História dos povos de Tervat e Chemkrë
É impossível pensar nos Fnugsata ou nos Privodnaha sem pensar na floresta, e quando a primeira árvore de Avkhass brotou, com o tronco emergiram do solo os últimos, e com as raízes se refugiaram nas profundezas os primeiros. Com os humanos, é completamente diferente. Ninguém sabe de onde os humanos originalmente são, e parece que eles estão sempre indo para um outro lugar. Estudar sua origem pode ser extremamente frustrante, uma vez que quando se descobre o ponto anterior de sua jornada, invariavelmente nota-se que eles só estavam lá porque vieram de um outro lugar. Mas este não é um estudo sobre o Lugar Inicial¹; é apenas um relato da formação dos povos de Tervat e Chemkrë, baseado em pergaminhos encontrados nas bibliotecas de X em Tervat, Nitsakrocou em Chemkrë, e Grande Observatório de Irashir em Daguna.
Os humanos habitam as terras hoje chamadas Tervat desde tempos imemoriais. Talvez um dia descobriremos que os humanos não possuem um, mais vários Lugares Iniciais, porque eles eram um tanto quanto diferente dos humanos que conhecemos hoje: os humanos que viviam ali haviam desbotado.

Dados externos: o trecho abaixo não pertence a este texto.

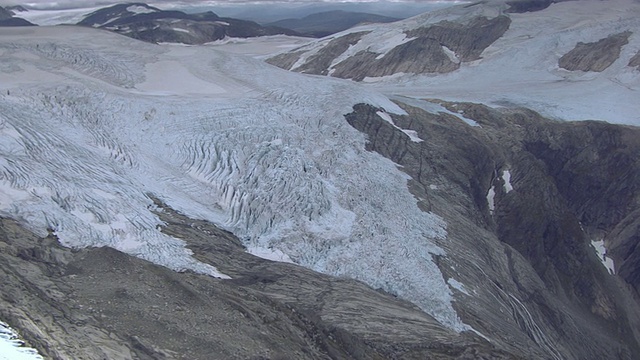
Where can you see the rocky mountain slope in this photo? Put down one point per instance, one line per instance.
(330, 22)
(179, 202)
(548, 58)
(7, 18)
(147, 23)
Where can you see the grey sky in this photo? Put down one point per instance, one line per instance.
(53, 4)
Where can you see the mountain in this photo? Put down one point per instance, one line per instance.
(5, 14)
(7, 19)
(166, 201)
(147, 23)
(330, 22)
(549, 60)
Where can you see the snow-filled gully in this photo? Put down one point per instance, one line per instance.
(282, 169)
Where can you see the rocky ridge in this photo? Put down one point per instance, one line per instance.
(596, 56)
(562, 192)
(100, 303)
(147, 23)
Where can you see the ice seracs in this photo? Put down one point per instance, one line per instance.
(262, 152)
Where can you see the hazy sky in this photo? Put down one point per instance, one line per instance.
(91, 3)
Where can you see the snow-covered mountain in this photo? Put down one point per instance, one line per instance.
(562, 60)
(480, 231)
(7, 18)
(148, 23)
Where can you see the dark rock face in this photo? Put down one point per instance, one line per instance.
(100, 303)
(7, 19)
(522, 6)
(596, 56)
(635, 61)
(419, 56)
(5, 14)
(566, 187)
(330, 22)
(320, 63)
(154, 25)
(467, 41)
(16, 22)
(438, 48)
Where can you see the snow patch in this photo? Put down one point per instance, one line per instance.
(506, 176)
(269, 254)
(451, 54)
(458, 286)
(413, 135)
(601, 251)
(12, 348)
(137, 9)
(491, 199)
(262, 153)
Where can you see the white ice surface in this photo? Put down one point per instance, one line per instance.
(521, 68)
(264, 153)
(601, 251)
(506, 176)
(11, 347)
(137, 9)
(56, 17)
(458, 286)
(491, 195)
(412, 134)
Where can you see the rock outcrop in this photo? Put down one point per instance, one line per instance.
(7, 19)
(330, 22)
(437, 48)
(596, 56)
(528, 195)
(100, 303)
(635, 61)
(147, 23)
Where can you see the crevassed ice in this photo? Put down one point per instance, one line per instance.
(281, 169)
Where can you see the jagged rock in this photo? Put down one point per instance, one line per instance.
(522, 6)
(595, 56)
(330, 22)
(437, 48)
(5, 14)
(468, 41)
(320, 63)
(635, 61)
(419, 56)
(16, 22)
(101, 303)
(567, 183)
(147, 23)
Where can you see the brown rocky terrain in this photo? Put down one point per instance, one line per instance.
(100, 303)
(426, 52)
(635, 61)
(572, 183)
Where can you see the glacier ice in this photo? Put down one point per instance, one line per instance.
(265, 154)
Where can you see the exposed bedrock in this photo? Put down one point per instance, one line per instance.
(437, 48)
(100, 303)
(526, 250)
(635, 61)
(595, 56)
(320, 62)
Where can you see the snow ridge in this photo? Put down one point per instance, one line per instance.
(265, 154)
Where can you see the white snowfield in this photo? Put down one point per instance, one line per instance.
(92, 122)
(521, 68)
(12, 348)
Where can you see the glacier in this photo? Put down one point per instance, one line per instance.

Sua pele era demasiado clara, e alguns haviam perdido a característica coloração escura do cabelo. Ele se tornara amarelo, fino e quebradiço. Seus olhos eram extremamente claros, e doíam muito nos dias em que o sol brilha mais forte na abóboda. Não é de se estranhar, portanto, que quando os então forasteiros chegaram com sua pele queimada, cabelos escuros, grossos e fortes, e sua compleição mais forte, não tiveram problemas em se estabelecer junto aos antigos moradores da região. Ou seja, a população humana morena que hoje habita as áreas de Tervat, Chemkrë e Daguna foi a última a chegar a este continente.
Tudo indica que esses humanos vieram do sul, de além-mar. Talvez eles dominassem artes de navegação agora perdidas, ou talvez o mar bravio, como muitos de nós, tenha se encantado com a persistência e a teimosia dos humanos, e cessado momentaneamente suas correntes, aplainado temporariamente suas pedras, para que, como prêmio pelas diversas tentativas, eles o cruzassem e encontrassem sua Terra Prometida.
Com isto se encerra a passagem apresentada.